1 nn.L1Loss
torch.nn.L1Loss(reduction='mean')
It is MAE(mean absolute error), and the calculation formula is
$\ell(x, y)=L=\left\{l_{1}, \ldots, l_{N}\right\}^{\top}, \quad l_{n}=\left|x_{n}-y_{n}\right|$
$\ell(x, y)=\left\{\begin{array}{ll}\operatorname{mean}(L), & \text { if reduction }=\text { 'mean'; } \\\operatorname{sum}(L), & \text { if reduction }=\text { 'sum' }\end{array}\right.$
Example: element by element calculation
input = torch.arange(1,7.).view(2,3)
target = torch.arange(6).view(2,3)
print(input)
print(target)
"""
tensor([[1., 2., 3.],
[4., 5., 6.]])
tensor([[0, 1, 2],
[3, 4, 5]])
"""
loss = nn.L1Loss(reduction='sum')
output = loss(input, target)
print(output)
"""
tensor(6.)
"""
loss = nn.L1Loss(reduction='mean')
output = loss(input, target)
print(output)
"""
tensor(1.)
"""
2 nn.MSELoss
torch.nn.MSELoss(reduction='mean')
As its name suggests, mean squared error, i.e. L2 regular term, is calculated as
$\ell(x, y)=\left\{\begin{array}{ll}\operatorname{mean}(L), & \text { if reduction }=\text { 'mean'; } \\\operatorname{sum}(L), & \text { if reduction }=\text { 'sum' }\end{array}\right.$
$\ell(x, y)=L=\left\{l_{1}, \ldots, l_{N}\right\}^{\top}, \quad l_{n}=\left(x_{n}-y_{n}\right)^{2}$
There are two modes: mean and sum, which are controlled by reduction.

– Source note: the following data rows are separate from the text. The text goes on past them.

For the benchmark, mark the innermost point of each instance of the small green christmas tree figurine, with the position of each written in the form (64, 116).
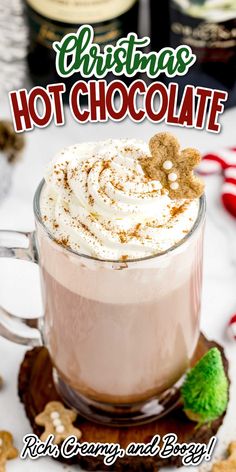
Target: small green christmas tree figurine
(205, 389)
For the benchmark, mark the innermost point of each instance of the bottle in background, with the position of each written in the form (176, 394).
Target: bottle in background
(50, 20)
(160, 24)
(209, 28)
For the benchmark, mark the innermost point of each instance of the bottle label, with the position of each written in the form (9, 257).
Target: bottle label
(81, 11)
(204, 24)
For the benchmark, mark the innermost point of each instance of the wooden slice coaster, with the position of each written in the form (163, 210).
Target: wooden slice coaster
(36, 389)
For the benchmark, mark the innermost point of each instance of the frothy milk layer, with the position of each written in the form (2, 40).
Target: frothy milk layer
(98, 202)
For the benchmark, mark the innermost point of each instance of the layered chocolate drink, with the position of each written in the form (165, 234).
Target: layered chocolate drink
(121, 270)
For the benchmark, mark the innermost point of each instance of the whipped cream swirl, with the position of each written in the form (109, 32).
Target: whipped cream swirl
(98, 202)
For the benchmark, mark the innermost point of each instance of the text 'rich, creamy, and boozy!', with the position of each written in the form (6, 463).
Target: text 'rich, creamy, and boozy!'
(97, 201)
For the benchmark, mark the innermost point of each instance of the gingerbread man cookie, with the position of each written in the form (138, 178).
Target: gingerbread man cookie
(57, 420)
(229, 465)
(7, 450)
(172, 167)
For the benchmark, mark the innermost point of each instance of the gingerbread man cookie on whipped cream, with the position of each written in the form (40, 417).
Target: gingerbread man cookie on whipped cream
(173, 167)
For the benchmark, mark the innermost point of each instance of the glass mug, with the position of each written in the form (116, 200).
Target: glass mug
(120, 334)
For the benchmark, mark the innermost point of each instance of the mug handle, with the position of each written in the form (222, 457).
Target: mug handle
(19, 245)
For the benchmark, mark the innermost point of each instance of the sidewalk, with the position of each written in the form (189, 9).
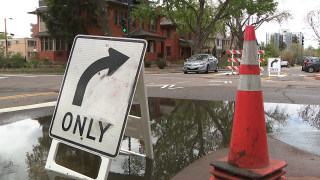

Example: element by element calculation
loss = nn.MSELoss(reduction="mean")
output = loss(input, target)
print(output)
"""
tensor(1.)
"""
loss = nn.MSELoss(reduction="sum")
output = loss(input, target)
print(output)
"""
tensor(6.)
"""
It can be seen from the above experiments
$l_{n}=\left(x_{n}-y_{n}\right)^{2}$
Is calculated element by element.
3 nn.SmoothL1Loss
torch.nn.SmoothL1Loss(reduction='mean', beta=1.0)
It smoothes L1 a little and is less sensitive to outlier s than mselos.
$\ell(x, y)=L=\left\{l_{1}, \ldots, l_{N}\right\}^{T}$
$l_{n}=\left\{\begin{array}{ll}0.5\left(x_{n}-y_{n}\right)^{2} / \text { beta }, & \text { if }\left|x_{n}-y_{n}\right|<\text { beta } \\\left|x_{n}-y_{n}\right|-0.5 * \text { beta }, & \text { otherwise }\end{array}\right.$
Used in fast RCNN to avoid gradient explosion.
Example: element by element calculation
loss = nn.MSELoss(reduction="sum")
output = loss(input, target)
print(output)
"""
tensor(6.)
"""
loss = nn.SmoothL1Loss(reduction="mean")
output = loss(input, target)
print(output)
"""
tensor(0.5000)
"""
loss = nn.SmoothL1Loss(reduction="mean",beta = 3)
output = loss(input, target)
print(output)
"""
tensor(0.1667)
"""
4 nn.BCELoss # and NN BCEWithLogitsLoss
torch.nn.BCELoss(weight=None,reduction='mean')
Binary Cross Entropy, the formula is as follows:
$\ell(x, y)=\left\{\begin{array}{ll}\operatorname{mean}(L), & \text { if reduction }=\text { 'mean'; } \\\operatorname{sum}(L), & \text { if reduction }=\text { 'sum' }\end{array}\right.$
$\ell(x, y)=L=\left\{l_{1}, \ldots, l_{N}\right\}^{\top}, \quad l_{n}=-w_{n}\left[y_{n} \cdot \log x_{n}+\left(1-y_{n}\right) \cdot \log \left(1-x_{n}\right)\right]$
The two-way cross entropy is equivalent to the two classification simplified version of the cross entropy formula, which can be used to classify non mutually exclusive multi classification tasks.
BCELoss needs to manually input sigmoid, then add $- log(exp(x)) $if the classification of each location is 1, otherwise add $- log(exp(1-x)) $and finally calculate the average.
BCEWithLogitsLoss does not need sigmoid, and everything else is exactly the same.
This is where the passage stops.